In Südafrika werden bei der Gesundheitsstudie Hunderttausende Röntgenbilder gemacht. Der vom HPI entwickelte Algorithmus soll zunächst vor allem eine Vorauswahl treffen. Die betroffenen Patientinnen und Patienten werden dann weiter untersucht. Und, sofern nötig, behandelt. Wer am Ende aber die Wette in Südafrika gewinnt, ist noch völlig offen. Könnten die Algorithmen irgendwann bessere medizinische Diagnosen stellen als Menschen? Für Joel Dudley hat sich die Frage schon beantwortet - zugunsten der Computer.

KI gibt neue Impulse in der medizinischen Diagnostik

Die zweite Generation von Algorithmen kann biologische Daten bewerten, ohne zuvor von Krankheitsexperten angeleitet worden zu sein. Wir haben das mit Daten von Alzheimer-Patienten ausprobiert. Ohne Hypothesen vorzugeben, was die Krankheit verursacht, haben Algorithmen die Unterschiede in riesigen Datensätzen zwischen gesundem Gehirn und krankem Gehirn analysiert. Völlig unerwartet wurde ein Virus gefunden, der zur Alzheimer Krankheit beitragen könnte. Darauf war zuvor noch niemand gekommen. (Joel Dudley)

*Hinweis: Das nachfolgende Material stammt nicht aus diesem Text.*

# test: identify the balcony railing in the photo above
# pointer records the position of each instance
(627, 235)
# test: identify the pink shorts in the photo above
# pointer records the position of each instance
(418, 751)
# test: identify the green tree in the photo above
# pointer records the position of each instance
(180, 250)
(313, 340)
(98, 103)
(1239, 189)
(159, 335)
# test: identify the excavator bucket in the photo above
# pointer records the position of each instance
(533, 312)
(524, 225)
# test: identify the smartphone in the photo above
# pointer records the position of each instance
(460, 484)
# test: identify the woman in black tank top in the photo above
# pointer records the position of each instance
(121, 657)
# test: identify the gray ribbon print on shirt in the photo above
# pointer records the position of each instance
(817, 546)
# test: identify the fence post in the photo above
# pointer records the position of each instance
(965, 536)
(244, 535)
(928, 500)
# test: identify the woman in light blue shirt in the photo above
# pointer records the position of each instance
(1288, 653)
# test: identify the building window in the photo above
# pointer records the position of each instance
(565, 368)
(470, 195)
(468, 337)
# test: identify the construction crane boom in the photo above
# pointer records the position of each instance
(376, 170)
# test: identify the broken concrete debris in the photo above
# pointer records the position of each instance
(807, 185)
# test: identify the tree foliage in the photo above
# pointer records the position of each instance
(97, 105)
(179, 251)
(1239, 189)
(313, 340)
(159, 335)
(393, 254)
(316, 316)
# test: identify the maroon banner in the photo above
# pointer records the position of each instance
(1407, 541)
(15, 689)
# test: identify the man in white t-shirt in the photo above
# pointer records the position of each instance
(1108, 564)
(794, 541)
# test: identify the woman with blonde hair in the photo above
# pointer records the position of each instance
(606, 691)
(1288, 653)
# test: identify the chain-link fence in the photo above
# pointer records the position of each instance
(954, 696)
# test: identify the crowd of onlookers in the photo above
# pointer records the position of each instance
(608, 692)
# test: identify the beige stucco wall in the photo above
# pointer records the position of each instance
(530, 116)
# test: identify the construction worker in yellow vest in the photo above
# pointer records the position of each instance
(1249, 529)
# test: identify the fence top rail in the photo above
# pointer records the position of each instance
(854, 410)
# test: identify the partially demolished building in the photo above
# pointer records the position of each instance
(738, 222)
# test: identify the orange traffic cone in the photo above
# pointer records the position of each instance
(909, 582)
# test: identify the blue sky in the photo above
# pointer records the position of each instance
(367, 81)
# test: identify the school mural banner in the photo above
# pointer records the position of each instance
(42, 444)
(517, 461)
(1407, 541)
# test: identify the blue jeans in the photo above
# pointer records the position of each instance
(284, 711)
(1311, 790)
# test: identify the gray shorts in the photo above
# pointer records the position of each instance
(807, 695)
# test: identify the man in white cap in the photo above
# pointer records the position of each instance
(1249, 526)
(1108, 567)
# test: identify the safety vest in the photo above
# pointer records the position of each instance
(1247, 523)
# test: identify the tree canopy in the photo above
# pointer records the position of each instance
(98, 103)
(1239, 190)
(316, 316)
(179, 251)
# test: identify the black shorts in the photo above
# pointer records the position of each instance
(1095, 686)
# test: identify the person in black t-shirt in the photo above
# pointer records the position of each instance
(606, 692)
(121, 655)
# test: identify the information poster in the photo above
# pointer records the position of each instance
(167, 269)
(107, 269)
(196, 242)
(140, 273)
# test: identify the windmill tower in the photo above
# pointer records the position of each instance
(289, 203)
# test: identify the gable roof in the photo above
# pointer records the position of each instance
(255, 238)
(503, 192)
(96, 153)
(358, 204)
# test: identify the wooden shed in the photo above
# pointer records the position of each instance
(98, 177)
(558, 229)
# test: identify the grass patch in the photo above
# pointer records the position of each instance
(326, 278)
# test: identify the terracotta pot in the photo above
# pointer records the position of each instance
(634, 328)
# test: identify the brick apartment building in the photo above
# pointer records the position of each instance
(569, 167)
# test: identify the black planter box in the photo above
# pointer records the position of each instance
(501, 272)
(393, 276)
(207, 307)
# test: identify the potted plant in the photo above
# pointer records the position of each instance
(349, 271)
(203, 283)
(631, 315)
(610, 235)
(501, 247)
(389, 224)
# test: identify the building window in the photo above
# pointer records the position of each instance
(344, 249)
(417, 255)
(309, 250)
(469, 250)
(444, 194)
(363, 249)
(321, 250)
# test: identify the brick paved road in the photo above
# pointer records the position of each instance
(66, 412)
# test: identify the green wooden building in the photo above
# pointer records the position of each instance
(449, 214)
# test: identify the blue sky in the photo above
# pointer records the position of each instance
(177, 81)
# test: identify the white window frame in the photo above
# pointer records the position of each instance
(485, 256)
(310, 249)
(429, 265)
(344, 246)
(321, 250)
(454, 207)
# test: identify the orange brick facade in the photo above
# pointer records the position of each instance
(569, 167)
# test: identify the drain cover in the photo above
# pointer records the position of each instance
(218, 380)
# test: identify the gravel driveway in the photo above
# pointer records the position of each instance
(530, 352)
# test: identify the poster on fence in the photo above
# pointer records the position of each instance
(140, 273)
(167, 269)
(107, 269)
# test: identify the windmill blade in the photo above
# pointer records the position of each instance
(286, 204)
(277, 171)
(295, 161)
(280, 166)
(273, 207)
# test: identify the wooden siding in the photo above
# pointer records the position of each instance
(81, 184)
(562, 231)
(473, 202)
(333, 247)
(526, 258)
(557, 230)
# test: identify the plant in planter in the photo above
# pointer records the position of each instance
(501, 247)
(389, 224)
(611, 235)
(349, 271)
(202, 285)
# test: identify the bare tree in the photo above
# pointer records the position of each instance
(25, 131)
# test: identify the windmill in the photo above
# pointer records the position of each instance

Joel Dudley ist auf Gesundheitsinnovationen spezialisiert und arbeitet für das Mount Sinai Gesundheitssystems, einen Krankenhausverbund in New York. Gemeinsam mit anderen Forschern ist Dudley nun dabei, mit klinischen Studien zu überprüfen, welche Rolle Viren bei der Alzheimer Erkrankung spielen. Klar scheint aber jetzt schon: Künstliche Intelligenz kann Menschen bei der medizinischen Diagnostik mit entscheidenden Impulen unterstützen.